Sejarah PKI
Kisah Orang-orang Buangan Pasca-tragedi September 1965
Mahasiswa program ikatan dinas pengiriman era Soekarno paruh 1961-1965 awal, seperti Soesilo Toer, mengalami tragedi kemanusian yang sangat tragis.
“Memulung bagian dari hidup saya.
Kenalilah dirimu, pemulung adalah kenikmatan abadi” - (Soesilo Toer, PhD)
TIDAK ada yang menyangka, pria tua yang mengais-ngais sampah di seputaran Kota Blora, Jawa Tengah itu adalah sosok berpendidikan tinggi. Bahkan sangat “tinggi” di era-nya.

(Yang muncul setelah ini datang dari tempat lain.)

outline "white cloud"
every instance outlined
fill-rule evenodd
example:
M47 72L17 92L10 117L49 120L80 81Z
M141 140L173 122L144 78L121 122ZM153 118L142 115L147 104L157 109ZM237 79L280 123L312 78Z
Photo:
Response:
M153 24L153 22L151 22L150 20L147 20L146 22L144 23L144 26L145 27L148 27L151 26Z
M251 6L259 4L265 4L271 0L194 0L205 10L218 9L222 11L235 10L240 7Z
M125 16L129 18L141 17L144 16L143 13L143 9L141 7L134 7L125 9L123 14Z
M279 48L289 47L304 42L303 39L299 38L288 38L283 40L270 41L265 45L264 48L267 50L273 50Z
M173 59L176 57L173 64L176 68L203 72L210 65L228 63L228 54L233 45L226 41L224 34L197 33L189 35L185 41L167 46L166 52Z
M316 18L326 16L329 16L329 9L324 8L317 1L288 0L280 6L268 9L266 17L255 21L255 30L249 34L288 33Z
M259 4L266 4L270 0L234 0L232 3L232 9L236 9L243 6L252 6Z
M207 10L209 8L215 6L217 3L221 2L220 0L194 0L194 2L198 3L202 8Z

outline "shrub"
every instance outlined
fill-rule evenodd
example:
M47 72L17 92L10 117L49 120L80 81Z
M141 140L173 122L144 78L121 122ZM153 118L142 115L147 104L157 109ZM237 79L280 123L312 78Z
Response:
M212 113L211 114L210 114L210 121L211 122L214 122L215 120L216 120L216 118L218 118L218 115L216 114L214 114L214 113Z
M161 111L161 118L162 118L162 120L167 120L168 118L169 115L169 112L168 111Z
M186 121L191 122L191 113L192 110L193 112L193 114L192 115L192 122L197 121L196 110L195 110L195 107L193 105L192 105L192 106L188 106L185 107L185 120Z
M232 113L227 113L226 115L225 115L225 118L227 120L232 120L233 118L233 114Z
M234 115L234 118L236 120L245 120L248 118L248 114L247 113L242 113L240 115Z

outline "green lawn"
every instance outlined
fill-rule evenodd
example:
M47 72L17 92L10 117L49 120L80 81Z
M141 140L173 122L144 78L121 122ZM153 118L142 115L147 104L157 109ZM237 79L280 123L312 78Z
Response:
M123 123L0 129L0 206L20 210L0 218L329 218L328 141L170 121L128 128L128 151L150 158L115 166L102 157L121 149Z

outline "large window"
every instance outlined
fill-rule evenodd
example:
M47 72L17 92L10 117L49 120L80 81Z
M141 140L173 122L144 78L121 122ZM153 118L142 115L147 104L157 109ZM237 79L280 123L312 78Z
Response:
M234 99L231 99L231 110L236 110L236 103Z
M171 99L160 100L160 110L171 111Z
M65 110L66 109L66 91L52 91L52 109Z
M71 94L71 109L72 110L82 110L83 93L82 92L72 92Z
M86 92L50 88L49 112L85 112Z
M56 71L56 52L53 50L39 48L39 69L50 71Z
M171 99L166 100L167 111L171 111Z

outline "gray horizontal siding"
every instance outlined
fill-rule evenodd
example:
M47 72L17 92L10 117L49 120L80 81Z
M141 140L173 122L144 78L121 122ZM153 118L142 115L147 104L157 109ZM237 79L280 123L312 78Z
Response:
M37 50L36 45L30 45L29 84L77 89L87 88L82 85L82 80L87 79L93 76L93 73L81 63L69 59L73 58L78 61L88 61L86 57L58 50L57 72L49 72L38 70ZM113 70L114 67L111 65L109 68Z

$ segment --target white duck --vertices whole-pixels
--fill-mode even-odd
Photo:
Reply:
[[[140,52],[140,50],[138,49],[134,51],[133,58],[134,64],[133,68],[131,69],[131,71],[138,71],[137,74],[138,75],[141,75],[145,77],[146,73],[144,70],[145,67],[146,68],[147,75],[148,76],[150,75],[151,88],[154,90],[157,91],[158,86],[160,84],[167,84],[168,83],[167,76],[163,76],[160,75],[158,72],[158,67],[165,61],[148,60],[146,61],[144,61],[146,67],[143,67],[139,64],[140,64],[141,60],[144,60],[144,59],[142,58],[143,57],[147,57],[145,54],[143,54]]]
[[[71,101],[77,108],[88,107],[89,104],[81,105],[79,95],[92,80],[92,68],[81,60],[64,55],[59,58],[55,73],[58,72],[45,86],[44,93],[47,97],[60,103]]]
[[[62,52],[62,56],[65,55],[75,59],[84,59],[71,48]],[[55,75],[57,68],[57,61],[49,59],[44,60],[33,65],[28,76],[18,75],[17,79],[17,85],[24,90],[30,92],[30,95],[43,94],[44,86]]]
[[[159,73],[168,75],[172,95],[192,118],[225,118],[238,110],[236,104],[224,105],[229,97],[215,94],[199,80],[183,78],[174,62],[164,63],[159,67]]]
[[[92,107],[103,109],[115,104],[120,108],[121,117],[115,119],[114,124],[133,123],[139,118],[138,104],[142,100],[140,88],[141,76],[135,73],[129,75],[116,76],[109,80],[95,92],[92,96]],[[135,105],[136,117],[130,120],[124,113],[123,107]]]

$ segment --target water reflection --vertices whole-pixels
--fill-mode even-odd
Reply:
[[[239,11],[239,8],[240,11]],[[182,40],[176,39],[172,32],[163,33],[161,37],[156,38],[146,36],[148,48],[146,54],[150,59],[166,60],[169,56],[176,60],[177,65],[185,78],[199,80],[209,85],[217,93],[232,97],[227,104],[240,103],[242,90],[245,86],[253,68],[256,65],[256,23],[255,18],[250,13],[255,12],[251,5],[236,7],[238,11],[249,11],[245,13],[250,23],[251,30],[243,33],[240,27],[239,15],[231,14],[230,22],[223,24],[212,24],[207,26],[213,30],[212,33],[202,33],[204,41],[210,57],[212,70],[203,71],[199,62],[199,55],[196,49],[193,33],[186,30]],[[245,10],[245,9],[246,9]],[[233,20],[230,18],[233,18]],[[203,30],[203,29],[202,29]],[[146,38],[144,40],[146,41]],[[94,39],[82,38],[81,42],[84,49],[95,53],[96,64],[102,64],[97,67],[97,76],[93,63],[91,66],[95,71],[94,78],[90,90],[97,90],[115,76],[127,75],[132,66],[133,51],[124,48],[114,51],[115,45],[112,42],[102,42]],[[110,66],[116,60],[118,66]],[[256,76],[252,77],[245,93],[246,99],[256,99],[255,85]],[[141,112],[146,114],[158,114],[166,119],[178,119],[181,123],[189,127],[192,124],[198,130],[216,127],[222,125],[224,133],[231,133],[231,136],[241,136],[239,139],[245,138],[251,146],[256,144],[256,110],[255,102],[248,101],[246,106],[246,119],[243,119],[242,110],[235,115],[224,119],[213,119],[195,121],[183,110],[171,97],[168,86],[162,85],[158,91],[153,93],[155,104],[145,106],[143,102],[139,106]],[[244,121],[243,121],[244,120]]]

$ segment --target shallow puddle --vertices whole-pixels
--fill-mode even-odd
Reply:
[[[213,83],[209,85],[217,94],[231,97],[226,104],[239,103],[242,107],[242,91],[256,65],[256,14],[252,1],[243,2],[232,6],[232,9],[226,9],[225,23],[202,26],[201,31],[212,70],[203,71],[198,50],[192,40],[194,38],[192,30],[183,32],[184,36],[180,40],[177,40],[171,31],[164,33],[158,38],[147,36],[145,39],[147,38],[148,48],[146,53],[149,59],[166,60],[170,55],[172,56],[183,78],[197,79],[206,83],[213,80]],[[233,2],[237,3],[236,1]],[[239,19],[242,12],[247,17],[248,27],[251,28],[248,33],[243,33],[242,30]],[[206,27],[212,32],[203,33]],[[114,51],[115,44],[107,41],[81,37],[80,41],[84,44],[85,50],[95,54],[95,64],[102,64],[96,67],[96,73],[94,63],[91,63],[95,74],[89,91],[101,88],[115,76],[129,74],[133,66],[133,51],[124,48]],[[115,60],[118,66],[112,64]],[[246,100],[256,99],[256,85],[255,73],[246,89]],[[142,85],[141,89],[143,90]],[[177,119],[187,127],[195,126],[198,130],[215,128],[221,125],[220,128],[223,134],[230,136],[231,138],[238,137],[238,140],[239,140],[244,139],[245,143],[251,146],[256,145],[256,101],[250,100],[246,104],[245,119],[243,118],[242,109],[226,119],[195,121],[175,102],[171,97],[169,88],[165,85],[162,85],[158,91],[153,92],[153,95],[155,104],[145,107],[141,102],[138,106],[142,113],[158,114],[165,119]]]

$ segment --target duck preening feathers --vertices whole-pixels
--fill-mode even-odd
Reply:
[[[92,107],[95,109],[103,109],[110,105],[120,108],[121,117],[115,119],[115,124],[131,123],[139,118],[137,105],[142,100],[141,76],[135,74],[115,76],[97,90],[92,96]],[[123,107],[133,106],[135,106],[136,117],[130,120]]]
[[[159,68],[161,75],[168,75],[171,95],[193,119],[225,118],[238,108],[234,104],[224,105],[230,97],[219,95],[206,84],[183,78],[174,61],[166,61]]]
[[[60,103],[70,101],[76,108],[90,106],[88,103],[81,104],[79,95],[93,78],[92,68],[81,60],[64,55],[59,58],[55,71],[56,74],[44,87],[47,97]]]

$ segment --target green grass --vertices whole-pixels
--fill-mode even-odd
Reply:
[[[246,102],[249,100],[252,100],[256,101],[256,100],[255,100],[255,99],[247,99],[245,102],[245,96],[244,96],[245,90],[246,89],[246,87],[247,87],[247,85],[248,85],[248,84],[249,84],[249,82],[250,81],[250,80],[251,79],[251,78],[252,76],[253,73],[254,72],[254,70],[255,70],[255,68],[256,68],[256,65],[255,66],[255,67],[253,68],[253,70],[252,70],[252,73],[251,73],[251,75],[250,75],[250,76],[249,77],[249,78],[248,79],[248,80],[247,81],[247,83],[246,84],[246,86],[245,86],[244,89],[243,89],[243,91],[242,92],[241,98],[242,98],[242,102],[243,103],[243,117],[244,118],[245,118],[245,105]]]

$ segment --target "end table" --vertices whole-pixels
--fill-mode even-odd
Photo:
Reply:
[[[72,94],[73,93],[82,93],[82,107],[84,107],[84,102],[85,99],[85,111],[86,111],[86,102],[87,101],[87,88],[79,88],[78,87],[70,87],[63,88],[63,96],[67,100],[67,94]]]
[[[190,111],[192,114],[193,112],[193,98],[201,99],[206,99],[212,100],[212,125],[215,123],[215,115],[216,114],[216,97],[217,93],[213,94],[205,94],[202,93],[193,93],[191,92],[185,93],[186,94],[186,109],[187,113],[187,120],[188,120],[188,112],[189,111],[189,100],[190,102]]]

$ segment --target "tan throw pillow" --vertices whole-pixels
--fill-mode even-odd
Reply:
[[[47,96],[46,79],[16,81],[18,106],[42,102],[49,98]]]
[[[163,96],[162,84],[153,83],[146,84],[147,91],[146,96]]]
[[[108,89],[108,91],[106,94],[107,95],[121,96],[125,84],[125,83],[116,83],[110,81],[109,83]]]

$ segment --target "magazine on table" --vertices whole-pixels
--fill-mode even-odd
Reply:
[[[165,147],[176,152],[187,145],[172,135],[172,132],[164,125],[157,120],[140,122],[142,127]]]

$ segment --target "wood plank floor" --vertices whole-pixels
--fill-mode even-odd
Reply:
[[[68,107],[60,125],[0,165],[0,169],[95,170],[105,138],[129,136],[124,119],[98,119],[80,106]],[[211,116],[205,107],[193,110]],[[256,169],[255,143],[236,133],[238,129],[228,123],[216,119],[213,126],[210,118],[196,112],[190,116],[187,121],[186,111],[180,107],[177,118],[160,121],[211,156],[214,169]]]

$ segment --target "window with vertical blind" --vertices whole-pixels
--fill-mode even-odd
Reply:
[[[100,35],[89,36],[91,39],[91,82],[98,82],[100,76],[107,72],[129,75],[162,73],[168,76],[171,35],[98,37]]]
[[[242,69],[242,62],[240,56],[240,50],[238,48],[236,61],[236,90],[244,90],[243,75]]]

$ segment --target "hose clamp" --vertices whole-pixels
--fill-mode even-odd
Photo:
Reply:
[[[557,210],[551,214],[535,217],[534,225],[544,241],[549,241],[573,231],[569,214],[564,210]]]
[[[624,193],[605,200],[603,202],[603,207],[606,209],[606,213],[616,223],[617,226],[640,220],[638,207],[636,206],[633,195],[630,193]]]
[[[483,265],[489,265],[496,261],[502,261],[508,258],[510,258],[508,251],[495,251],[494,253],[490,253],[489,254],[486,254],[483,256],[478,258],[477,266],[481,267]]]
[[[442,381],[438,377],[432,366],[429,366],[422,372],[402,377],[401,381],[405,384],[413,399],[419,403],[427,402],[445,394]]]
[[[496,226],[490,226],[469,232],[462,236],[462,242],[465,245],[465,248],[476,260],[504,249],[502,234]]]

Lelaki renta berusia 84 tahun itu terlihat sibuk memilah-milah sampah yang dibuang warga. Barangkali di antara tumpukan sampah itu ada barang yang masih bisa digunakan.
Motor butut dan keranjang untuk menampung hasil buruannya setia menemani Soesilo menjelajah sudut-sudut kota Blora.
Mungkin bagi orang lain, sampah itu yah sampah. Tidak ada kegunaannya lagi.
Tetapi bagi alumni S-3 bidang politik dan ekonomi dari Institut Perekonomian Rakyat Plekhanov Uni Soviet itu sampah ibarat bongkahan emas. Bisa untuk menyambung hidupnya dan keluarganya.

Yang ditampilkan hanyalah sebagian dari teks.